SAPIENZA: You have “soul” and “funk” tattooed on your hands, is that right?

RAG’N’BONE MAN: Yeah, that’s right.

SAPIENZA: I’m curious what your reason was for that. Does it have anything to do with Night of the Hunter?

RAG’N’BONE MAN: It came from when I was a kid. I come from a place called Brighton and there’s a motorbike rally that goes from London to Brighton every year. Bikers would always hang out at the pub near me, and I just always had a fascination with bikers having tattoos on their knuckles. The guys who drove Harleys would always have “love” and “hate” on their knuckles. It was kind of a fascination as a kid, and I thought it was the coolest thing in the world. I always thought, “When I’m older I’m going to get knuckle tattoos.” I couldn’t really get “love” and “hate” because I’m not actually a biker, and the guy who did my tattoos was like, “What do you like?” I was like, “Well, I like soul music.” He went, “What about ‘soul’ and ‘funk’?” I was like, “Yeah, that’s cool as fuck.”

SAPIENZA: Do you know fully where you want your sound to go from here?

RAG’N’BONE MAN: I never really thought I had one specific sound.
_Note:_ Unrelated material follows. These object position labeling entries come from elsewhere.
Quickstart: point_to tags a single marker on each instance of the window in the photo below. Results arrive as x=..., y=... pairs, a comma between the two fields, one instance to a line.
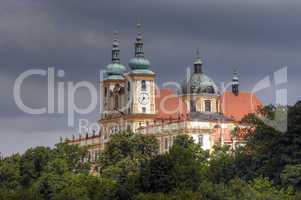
x=166, y=143
x=143, y=85
x=200, y=140
x=116, y=102
x=106, y=91
x=192, y=106
x=207, y=106
x=129, y=86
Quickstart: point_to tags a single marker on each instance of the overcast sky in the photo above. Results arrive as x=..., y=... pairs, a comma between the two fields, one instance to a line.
x=258, y=37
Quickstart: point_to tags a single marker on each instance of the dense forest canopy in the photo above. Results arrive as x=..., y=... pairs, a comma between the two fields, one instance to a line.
x=267, y=167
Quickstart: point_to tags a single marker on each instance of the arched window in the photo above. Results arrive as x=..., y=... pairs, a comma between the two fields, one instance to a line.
x=129, y=86
x=207, y=106
x=106, y=91
x=116, y=102
x=143, y=85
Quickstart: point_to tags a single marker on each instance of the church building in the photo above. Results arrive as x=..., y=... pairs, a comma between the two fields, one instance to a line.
x=131, y=101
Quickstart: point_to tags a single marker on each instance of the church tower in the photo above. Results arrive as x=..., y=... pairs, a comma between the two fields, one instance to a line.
x=141, y=81
x=140, y=87
x=235, y=83
x=112, y=85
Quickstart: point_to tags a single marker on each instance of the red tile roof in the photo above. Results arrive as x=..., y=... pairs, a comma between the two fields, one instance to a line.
x=237, y=107
x=169, y=105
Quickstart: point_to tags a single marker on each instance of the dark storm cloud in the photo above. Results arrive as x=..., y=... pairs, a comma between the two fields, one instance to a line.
x=258, y=36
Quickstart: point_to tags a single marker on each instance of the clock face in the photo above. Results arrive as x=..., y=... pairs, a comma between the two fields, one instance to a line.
x=143, y=98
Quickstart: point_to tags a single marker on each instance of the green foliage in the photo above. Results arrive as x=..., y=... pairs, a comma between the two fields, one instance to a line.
x=291, y=176
x=180, y=168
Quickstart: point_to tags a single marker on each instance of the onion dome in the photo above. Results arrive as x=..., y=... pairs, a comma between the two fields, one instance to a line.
x=139, y=64
x=198, y=82
x=115, y=70
x=235, y=83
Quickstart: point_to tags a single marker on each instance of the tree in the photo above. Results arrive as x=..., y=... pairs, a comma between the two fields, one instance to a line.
x=291, y=176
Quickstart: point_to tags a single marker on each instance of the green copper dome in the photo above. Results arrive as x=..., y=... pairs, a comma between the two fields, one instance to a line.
x=139, y=64
x=199, y=83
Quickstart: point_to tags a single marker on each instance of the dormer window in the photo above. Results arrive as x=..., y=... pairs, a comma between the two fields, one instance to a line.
x=143, y=85
x=106, y=91
x=207, y=106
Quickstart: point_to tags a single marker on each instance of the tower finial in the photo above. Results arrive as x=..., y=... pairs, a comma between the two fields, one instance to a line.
x=115, y=50
x=139, y=43
x=198, y=57
x=235, y=82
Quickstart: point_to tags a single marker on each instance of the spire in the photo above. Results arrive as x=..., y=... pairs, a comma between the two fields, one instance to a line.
x=139, y=43
x=198, y=63
x=115, y=49
x=235, y=83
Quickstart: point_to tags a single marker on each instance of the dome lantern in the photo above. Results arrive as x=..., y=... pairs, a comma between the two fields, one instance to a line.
x=115, y=70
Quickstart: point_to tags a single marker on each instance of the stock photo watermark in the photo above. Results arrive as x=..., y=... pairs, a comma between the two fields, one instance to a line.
x=68, y=90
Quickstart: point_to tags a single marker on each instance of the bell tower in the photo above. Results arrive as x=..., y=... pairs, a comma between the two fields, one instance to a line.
x=235, y=83
x=141, y=81
x=112, y=85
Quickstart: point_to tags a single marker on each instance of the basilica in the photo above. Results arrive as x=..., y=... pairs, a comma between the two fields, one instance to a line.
x=131, y=101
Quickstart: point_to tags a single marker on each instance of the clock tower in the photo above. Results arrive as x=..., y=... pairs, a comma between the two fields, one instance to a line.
x=140, y=86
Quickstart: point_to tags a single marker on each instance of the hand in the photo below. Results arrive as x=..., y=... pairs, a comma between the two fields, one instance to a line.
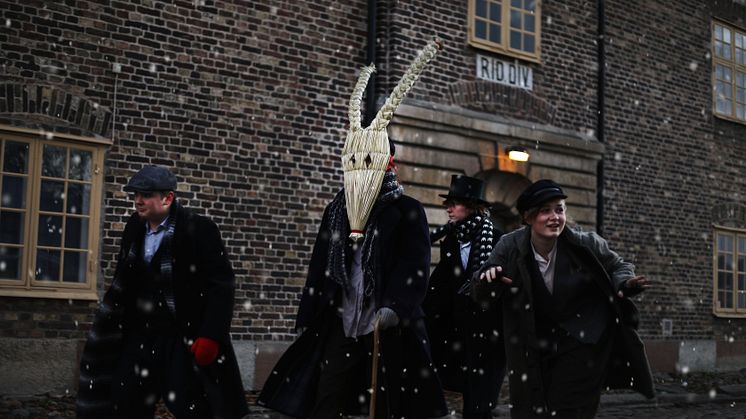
x=638, y=284
x=386, y=318
x=205, y=351
x=493, y=273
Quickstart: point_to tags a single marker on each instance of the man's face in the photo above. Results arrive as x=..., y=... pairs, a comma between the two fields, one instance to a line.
x=153, y=206
x=550, y=220
x=456, y=210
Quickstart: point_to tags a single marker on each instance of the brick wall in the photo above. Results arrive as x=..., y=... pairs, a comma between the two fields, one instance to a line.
x=566, y=78
x=667, y=164
x=247, y=103
x=242, y=101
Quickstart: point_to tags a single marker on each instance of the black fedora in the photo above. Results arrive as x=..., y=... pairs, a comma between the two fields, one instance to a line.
x=466, y=188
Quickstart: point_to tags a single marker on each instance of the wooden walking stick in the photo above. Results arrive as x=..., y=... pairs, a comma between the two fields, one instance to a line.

I don’t know how you feel about the album or whether you’ve listened to it, but I feel like I just did a little bit of everything. It didn’t have one sound. That’s something I never wanted to do. I never wanted to have one sound. I want to pursue hip-hop a bit more on this next record, but then I also love folksy country music, because I grew up on Johnny Cash and people like John Prine and Bonnie Raitt. I don’t know exactly what I’m going to do next, but I know it’s going to be different. I never felt bound to one genre. I’ve put out quite a few projects, and none of them have been the same as the next one. I do intend for that to be the same with the next record.

SAPIENZA: What did you want to be when you were five years old?

RAG’N’BONE MAN: Oh shit. [laughs] Probably a biker from Mars. I don’t really know. I don’t remember five years old. I’ve smoked a lot of weed in-between then and now. That’s a really hard question to answer.

SAPIENZA: If you weren’t doing music what do you think you’d be doing?

RAG’N’BONE MAN: Before music, I used to look after people with Down syndrome and autism. I was a carer for five, six years. Obviously I love music the most, but that was a fucking great job man. It was a really cool job. I used to have so much fun. At times I miss it. If I wasn’t doing music, then 100 percent I’d be doing that.

SAPIENZA: Do you feel like there’s anyone you’re singing to in particular?

RAG’N’BONE MAN: These days I feel like I’m singing to fans. That’s the most joy I get out of performing. I close my eyes a lot when I’m on stage because I get into it. I get mad into it, so I just shut my eyes quite a lot. I’ll open my eyes at points and I’ll see someone. You can almost see what’s going through their heads and how much a song might mean to someone. That’s the greatest thing. I feel like at those points I’m singing to those people. It’s fucking intense.